Au sein de cette transdisciplinarité et en lien avec la société civile, il est une notion essentielle pour Gilles Babinet : la vulgarisation, afin de garder aux sciences leur potentiel, leur capacité à créer du consensus à large échelle. Mais, il faut que cette vulgarisation scientifique change de format. Les enfants regardent moins la télé qu’auparavant… les revues scientifiques se vendent moins. Ainsi, la vulgarisation scientifique doit investir Internet, avec des formats cours, des pastilles vidéo… des choses qui vont se retrouver naturellement sur les réseaux sociaux. Les autorités politiques, mais aussi les laboratoires de recherche et les universités doivent adopter ces formats. Ce qu’elles ne font pas assez.

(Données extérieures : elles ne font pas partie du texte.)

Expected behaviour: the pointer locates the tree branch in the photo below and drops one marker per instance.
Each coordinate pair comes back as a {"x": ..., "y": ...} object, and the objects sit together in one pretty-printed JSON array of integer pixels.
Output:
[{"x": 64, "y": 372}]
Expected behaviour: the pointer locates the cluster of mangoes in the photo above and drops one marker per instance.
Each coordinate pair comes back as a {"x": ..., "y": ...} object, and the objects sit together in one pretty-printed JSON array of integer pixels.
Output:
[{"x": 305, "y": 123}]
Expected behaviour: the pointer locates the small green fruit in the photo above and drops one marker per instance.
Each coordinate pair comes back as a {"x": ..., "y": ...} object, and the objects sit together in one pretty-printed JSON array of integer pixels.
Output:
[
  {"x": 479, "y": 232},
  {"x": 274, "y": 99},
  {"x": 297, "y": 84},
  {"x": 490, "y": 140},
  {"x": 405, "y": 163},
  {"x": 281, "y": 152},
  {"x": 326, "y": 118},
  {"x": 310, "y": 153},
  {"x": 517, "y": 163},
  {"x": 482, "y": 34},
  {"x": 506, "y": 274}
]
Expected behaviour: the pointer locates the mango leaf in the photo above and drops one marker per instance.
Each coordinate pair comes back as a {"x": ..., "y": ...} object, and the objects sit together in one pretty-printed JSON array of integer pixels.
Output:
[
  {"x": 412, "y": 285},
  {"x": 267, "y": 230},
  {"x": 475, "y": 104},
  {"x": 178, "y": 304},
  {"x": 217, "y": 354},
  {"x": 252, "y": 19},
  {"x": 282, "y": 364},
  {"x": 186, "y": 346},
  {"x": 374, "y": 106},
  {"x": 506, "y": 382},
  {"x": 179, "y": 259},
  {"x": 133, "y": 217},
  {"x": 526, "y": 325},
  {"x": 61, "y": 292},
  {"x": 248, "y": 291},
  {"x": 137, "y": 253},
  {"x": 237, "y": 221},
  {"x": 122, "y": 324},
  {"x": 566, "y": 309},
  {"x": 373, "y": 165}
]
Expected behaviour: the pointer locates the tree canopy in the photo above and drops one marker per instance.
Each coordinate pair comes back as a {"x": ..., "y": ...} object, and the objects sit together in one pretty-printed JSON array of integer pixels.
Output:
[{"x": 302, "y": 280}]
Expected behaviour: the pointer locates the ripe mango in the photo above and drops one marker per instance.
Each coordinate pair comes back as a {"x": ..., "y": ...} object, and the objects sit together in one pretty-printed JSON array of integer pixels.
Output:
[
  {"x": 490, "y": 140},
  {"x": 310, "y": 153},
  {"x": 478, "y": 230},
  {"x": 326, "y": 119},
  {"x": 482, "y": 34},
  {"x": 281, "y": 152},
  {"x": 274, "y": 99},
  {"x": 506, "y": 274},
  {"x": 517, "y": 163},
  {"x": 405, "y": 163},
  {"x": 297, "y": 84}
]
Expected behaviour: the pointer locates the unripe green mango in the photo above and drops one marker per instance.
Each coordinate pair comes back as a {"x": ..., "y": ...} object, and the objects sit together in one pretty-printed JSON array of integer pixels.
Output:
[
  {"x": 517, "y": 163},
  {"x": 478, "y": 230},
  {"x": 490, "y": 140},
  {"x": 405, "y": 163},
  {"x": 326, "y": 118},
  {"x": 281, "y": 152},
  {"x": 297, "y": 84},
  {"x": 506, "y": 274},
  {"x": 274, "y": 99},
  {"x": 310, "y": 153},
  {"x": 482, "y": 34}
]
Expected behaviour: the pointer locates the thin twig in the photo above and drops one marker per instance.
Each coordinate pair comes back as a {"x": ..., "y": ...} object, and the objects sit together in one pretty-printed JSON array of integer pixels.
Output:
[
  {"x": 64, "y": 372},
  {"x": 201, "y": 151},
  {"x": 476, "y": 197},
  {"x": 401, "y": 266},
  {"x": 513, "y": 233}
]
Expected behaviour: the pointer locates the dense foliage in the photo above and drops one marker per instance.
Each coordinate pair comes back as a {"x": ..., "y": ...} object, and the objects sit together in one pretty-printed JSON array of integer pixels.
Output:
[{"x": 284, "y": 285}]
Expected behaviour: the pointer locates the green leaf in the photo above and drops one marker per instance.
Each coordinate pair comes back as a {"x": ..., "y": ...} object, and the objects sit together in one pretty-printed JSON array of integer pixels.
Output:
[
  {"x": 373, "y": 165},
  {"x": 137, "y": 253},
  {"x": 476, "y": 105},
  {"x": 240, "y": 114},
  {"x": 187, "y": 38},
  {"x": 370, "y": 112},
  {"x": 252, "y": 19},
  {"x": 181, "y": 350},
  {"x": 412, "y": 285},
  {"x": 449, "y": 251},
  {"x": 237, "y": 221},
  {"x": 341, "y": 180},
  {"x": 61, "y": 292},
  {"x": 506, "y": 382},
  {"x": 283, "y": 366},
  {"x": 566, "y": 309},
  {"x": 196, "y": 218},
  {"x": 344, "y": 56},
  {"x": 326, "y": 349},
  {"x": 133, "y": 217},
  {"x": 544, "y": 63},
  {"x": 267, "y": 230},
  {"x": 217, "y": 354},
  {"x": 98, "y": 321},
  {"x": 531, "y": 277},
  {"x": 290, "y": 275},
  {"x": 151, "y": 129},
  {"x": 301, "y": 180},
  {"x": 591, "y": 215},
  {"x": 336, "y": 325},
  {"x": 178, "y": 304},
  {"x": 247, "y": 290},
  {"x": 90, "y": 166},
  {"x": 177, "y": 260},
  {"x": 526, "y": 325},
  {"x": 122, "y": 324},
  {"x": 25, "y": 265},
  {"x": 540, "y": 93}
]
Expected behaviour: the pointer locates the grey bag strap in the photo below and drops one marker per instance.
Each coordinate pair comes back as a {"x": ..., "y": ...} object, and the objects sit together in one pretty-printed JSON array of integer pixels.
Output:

Il ne peut pas exister de science sans diffusion de la science, déclare Gille Babinet. Une science qui ne serait pas diffusée serait condamnée à être contestable. On peut observer ce qui se passe dans certains cercles pseudo-scientifiques autour, par exemple, du mouvement perpétuel. Il y a pleins d’informations qui circulent sur ce genre de sujet mais… ces expériences ne sont pas réplicables. Et surgit, immanquablement le spectre de la théorie du complot. On est proche de ce que, aux Etats Unis, on nomme les “alternative facts”.

Cette prudence ne veut pas dire qu’il faille se priver de l’imaginaire pour faire de la vulgarisation. Gille Babinet rappelle que les mondes imaginaires du siècle précédent sont la réalité d’aujourd’hui. En physique quantique ou en astrophysique, les représentations multidimensionnelles, dans le temps ou dans l’espace, sont des enjeux très complexes à saisir, qui demandent de grandes capacités d’abstraction. Nombreux sont les scientifiques qui concèdent avoir eu une sorte de déclic après avoir lu un roman de Science-Fiction… Pour Gilles babinet : “L’art, le roman, la fiction, mais aussi les sciences dures, tous ces éléments dénotent la richesse d’une société civile et complexe. Toutes ces choses vont parfaitement ensemble”.

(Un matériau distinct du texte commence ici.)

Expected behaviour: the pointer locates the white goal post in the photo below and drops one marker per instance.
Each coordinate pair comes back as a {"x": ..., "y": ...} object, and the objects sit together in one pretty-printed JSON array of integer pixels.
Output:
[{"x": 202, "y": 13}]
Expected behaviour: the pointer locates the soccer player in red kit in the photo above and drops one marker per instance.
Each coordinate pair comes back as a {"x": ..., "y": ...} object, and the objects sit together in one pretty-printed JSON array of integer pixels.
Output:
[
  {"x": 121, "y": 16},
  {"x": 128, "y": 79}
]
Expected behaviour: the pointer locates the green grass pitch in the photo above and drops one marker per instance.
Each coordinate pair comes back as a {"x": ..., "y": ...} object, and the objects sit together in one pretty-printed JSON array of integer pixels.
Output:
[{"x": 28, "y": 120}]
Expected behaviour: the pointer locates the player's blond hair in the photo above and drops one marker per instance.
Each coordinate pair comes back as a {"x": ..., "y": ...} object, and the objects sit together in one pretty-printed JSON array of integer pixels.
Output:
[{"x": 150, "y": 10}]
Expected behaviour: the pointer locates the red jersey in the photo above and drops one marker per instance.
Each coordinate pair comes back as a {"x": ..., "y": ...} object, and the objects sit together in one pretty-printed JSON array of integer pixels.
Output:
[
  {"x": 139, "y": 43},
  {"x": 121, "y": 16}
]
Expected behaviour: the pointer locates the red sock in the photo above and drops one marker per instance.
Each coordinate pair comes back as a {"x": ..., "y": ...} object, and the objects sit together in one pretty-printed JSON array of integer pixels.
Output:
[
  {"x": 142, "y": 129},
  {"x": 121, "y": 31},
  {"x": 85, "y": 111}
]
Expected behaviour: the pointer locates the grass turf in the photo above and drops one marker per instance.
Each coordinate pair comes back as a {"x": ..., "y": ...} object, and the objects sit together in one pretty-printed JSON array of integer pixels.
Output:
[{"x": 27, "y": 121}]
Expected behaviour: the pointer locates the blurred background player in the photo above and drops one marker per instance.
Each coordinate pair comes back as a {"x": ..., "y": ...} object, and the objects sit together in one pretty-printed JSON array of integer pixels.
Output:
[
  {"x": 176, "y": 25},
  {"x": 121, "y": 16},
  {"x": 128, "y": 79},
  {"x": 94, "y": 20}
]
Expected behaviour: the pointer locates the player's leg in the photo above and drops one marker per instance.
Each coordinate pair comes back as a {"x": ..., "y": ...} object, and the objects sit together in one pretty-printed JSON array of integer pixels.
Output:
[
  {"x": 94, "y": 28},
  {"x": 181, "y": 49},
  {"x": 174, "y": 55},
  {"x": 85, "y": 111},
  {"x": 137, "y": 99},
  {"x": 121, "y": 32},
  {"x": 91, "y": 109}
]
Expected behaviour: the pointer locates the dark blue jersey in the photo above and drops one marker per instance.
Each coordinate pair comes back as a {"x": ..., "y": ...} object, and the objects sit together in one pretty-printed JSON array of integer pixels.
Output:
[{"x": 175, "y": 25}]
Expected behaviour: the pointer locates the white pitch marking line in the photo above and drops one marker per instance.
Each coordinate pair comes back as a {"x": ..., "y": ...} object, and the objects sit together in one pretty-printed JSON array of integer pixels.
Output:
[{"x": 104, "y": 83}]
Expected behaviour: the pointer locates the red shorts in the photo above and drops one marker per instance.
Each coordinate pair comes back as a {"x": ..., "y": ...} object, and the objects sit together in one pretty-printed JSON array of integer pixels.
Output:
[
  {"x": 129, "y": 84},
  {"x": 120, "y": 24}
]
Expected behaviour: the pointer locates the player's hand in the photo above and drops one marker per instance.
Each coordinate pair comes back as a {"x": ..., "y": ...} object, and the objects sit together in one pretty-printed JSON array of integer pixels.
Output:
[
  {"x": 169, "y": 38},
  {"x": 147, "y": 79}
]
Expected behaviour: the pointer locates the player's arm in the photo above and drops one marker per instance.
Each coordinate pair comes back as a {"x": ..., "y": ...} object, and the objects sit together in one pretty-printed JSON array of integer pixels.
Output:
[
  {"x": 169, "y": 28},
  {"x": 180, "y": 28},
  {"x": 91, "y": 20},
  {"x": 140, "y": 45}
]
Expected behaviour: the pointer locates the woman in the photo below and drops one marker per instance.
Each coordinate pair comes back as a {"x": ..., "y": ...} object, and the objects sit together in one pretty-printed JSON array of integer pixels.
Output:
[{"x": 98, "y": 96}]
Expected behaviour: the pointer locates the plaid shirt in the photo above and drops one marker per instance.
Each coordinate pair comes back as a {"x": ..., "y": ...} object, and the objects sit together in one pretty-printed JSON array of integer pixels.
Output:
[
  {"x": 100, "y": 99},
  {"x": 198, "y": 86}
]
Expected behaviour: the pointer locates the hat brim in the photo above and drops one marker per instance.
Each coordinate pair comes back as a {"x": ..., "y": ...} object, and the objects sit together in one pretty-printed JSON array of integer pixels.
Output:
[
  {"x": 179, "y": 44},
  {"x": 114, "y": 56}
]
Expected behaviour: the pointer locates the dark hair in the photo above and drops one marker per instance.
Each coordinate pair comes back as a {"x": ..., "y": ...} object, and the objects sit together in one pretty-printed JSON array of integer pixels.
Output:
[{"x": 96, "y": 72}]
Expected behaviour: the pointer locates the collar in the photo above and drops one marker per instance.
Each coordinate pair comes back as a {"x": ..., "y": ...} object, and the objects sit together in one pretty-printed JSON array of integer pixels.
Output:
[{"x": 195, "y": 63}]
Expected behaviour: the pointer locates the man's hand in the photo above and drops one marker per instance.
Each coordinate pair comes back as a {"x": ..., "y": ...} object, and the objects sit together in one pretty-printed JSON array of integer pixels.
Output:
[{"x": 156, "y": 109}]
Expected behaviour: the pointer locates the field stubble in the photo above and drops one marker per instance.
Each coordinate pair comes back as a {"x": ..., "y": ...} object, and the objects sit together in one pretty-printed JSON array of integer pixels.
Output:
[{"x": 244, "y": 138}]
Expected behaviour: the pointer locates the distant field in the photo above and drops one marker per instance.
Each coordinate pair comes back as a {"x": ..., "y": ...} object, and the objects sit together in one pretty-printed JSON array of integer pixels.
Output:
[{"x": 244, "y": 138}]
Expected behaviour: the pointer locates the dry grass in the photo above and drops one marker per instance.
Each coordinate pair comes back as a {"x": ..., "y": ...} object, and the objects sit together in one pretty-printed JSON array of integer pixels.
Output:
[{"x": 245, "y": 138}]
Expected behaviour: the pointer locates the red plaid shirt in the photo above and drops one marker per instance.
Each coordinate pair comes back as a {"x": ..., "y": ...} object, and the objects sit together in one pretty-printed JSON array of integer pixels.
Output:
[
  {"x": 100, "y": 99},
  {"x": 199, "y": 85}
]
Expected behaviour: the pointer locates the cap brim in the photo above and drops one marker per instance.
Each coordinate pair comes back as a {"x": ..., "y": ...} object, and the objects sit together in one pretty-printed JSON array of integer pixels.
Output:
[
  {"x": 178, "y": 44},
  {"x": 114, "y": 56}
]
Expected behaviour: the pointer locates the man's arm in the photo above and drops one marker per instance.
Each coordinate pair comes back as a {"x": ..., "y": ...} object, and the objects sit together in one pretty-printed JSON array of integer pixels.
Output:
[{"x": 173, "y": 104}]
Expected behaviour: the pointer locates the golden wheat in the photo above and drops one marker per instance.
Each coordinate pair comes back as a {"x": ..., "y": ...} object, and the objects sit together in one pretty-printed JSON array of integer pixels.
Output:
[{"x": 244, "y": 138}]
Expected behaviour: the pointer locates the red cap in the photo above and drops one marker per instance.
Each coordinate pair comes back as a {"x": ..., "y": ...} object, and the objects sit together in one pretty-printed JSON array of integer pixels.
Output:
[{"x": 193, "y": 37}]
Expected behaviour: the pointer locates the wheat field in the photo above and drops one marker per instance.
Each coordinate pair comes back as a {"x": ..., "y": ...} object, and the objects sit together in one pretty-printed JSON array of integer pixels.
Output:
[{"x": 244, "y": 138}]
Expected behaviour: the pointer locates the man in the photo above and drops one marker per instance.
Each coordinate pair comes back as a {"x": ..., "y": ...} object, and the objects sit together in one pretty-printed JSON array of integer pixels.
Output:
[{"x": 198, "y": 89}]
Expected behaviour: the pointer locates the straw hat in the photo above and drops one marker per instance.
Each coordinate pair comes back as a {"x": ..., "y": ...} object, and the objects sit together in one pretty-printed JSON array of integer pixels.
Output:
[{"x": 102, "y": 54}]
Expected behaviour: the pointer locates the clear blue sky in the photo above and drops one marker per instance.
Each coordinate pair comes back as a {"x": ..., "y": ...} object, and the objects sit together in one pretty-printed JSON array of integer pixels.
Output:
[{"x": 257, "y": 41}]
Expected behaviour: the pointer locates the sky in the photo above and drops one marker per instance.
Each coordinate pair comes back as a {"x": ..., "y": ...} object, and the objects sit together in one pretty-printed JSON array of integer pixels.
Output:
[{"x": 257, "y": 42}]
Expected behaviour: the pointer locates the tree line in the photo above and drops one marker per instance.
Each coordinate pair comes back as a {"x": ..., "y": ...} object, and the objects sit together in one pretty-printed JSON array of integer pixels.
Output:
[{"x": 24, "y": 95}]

Dans cette perspective de renouveler le regard que l’on porte aux domaines des connaissances, Gilles Babinet considère une autre facette de la vulgarisation scientifique : la prospective, bien que celle-ci lui semble plus utile en matière d’actions politiques qu’en matière scientifique. “Les scientifiques ont une vision, par exemple, la fusion chaude. Il y a plusieurs façons d’y arriver. Les allemands avec des tokamaks arrivent à faire des choses assez surprenantes. Si bien que ceux qui ont du mal à sortir du présent ne sont pas les scientifiques. Ils sont capables de se projeter dans des intentions parfois extrêmement alternatives. Ceux qui ont du mal à le faire, ce sont les acteurs politiques” déclare-t-il. Il faut donc être capable de détailler aux politiques ce que pourra faire un Iter ou un autre équipement. La prospective, c’est une sorte de vulgarisation. C’est, à destination du néophyte, projeter le geste scientifique, d’une façon “vulgaire”, accessible.

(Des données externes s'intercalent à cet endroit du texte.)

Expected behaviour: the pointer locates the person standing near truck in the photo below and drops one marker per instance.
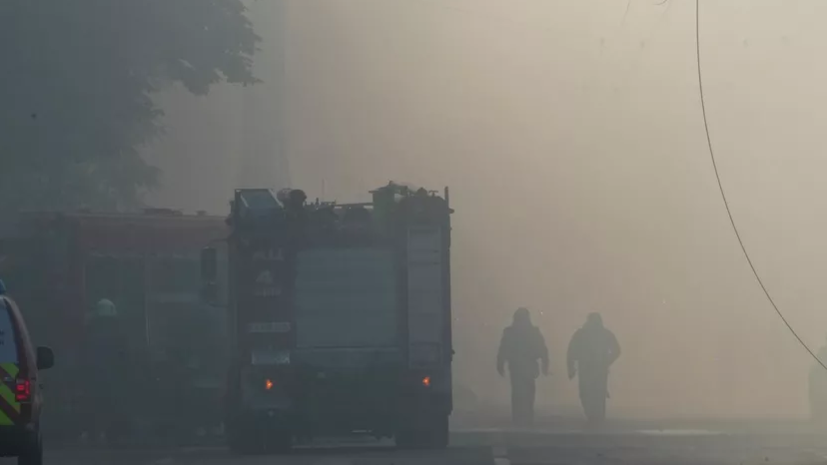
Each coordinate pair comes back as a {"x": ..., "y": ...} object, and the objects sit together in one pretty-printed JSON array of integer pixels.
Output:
[
  {"x": 521, "y": 347},
  {"x": 105, "y": 365},
  {"x": 592, "y": 350}
]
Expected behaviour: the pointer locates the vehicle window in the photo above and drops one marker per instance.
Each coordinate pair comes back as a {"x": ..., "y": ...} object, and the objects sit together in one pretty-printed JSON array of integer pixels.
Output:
[
  {"x": 8, "y": 347},
  {"x": 346, "y": 298}
]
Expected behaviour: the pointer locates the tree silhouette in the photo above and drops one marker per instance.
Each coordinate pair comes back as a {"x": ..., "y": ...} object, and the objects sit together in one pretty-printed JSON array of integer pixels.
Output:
[{"x": 76, "y": 85}]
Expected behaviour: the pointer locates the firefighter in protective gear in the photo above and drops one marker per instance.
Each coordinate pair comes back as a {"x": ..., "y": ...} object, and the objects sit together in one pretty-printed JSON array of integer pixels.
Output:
[
  {"x": 521, "y": 347},
  {"x": 592, "y": 350},
  {"x": 105, "y": 364}
]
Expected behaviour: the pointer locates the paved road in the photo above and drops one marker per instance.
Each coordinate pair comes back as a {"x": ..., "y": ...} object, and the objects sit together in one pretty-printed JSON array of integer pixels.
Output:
[{"x": 508, "y": 447}]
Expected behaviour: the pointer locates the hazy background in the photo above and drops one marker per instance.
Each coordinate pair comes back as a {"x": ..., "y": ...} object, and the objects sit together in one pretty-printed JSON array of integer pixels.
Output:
[{"x": 570, "y": 133}]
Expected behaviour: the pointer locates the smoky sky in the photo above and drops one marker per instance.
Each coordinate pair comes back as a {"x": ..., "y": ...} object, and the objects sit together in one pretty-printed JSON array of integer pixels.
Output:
[{"x": 570, "y": 133}]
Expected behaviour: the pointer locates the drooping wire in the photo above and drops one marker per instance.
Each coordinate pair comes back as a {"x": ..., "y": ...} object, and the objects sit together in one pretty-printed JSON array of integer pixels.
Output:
[{"x": 723, "y": 193}]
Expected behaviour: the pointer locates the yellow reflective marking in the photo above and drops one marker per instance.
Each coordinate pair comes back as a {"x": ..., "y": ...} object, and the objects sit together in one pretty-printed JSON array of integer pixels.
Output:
[{"x": 8, "y": 396}]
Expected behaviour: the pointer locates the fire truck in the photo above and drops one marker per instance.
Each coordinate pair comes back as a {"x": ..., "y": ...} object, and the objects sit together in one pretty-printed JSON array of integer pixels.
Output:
[
  {"x": 147, "y": 263},
  {"x": 339, "y": 317}
]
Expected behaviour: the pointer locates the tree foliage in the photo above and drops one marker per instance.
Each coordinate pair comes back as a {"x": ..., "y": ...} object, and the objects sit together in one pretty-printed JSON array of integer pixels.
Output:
[{"x": 76, "y": 85}]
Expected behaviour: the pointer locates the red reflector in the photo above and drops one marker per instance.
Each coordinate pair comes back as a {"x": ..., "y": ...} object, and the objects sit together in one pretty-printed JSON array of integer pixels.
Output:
[{"x": 23, "y": 390}]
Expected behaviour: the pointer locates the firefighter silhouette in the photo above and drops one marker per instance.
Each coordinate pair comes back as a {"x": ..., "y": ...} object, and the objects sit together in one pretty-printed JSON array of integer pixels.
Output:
[
  {"x": 592, "y": 351},
  {"x": 522, "y": 345},
  {"x": 105, "y": 365}
]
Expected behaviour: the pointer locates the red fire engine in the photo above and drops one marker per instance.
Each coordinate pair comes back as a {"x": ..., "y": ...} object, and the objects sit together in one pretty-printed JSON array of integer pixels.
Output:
[{"x": 59, "y": 266}]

Toujours dans une forme de démarche prospective, Gilles Babinet s’intéresse aux interactions entre systèmes d’intelligence artificielle et cognition humaine. Et, un champ prospectif qui n’a guère encore été exploré est le domaine de l’intime. C’est à dire la capacité de travailler sur les troubles psychiques avec une AI. Il lui semble qu’il y a un vide très important dans ce domaine. En effet, “malheureusement, ce qui ne se mesure pas, n’existent pas” déclare-t-il. Dans ce domaine, les feedbacks sont des impressions, des phénomènes évanescents et de ce fait difficilement modélisable, pour y appliquer une technologie. Mais, pour Gilles Babinet, c’est sans doute pour cela que ces domaines sont passionnants à explorer.